The landscapes I have in mind are not part of the
unseen world in a psychic sense, nor are they part
of the Unconscious. They belong to the world that lies,
visibly, about us. They are unseen merely because they
are not perceived.
–Paul Nash, ‘Unseen Landscapes’, Country Life, May 1938
Nash’s experiments with found objects and photography helped him develop a new approach to landscape. No longer symbolic figure equivalents, objects were now present in the landscape in their own right and animated his paintings by the drama of their encounter with the landscape and with each other in what Nash described as an ‘imaginative event’. Nash also explored the mysterious ancient power of megaliths, and the dramatic potential of using abstract equivalents for the standing stones to emphasise their formal qualities and increase the incongruous effect of their presence in the landscape. His concept of ‘unseen landscapes’, in which the artist made visible what had previously been overlooked, enabled him to draw on surrealist ideas to interpret the British landscape.

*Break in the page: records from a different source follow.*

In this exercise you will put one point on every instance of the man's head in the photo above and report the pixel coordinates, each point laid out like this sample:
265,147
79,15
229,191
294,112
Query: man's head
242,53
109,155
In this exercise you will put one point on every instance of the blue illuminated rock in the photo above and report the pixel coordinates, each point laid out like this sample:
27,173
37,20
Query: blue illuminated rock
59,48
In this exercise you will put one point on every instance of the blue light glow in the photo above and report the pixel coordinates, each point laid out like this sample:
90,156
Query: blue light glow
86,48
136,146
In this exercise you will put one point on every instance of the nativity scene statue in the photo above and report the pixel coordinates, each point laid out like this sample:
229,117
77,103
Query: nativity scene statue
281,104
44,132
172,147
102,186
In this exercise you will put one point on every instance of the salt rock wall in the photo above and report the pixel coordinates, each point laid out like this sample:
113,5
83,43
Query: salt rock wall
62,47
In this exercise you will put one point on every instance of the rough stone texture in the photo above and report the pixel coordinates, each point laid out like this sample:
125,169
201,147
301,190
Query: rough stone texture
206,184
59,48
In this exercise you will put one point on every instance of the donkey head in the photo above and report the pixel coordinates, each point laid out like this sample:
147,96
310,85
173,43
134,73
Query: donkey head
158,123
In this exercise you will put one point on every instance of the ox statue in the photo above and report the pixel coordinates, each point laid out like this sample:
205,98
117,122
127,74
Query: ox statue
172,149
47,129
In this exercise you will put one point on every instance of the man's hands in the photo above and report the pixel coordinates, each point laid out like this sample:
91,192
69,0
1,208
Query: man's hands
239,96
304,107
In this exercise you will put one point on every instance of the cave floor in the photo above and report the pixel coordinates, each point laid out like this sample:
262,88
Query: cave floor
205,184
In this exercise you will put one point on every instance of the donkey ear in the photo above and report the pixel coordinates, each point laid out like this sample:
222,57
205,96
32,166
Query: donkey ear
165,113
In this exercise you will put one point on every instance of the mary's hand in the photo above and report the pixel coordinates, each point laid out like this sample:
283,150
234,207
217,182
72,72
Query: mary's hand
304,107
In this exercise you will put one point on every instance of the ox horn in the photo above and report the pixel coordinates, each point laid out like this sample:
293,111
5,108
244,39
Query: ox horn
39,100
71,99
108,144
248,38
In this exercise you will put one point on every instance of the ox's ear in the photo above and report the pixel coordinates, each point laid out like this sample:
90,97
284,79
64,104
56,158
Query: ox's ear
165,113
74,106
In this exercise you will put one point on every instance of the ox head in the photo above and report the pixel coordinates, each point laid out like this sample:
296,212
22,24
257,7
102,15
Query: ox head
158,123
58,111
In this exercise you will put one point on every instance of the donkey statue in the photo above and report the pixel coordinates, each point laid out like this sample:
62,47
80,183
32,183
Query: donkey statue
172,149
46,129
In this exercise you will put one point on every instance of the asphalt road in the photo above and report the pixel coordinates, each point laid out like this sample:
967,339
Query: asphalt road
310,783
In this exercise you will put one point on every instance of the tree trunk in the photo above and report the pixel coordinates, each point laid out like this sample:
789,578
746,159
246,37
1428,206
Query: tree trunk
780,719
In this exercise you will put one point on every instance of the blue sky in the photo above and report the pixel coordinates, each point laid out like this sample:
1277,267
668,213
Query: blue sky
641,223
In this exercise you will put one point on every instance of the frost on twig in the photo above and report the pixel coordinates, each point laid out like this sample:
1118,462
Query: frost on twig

After his participation in the International Surrealist Exhibition in London in 1936, Nash painted some of his most intensely surrealist landscapes in which reality and dream co-existed, as fantastic environments were created from irrational juxtapositions of observed places and objects. The concept of the ‘object personage’ also remained important to Nash, particularly in his series Monster Field in which he created a narrative around the monstrous personalities of a group of fallen trees.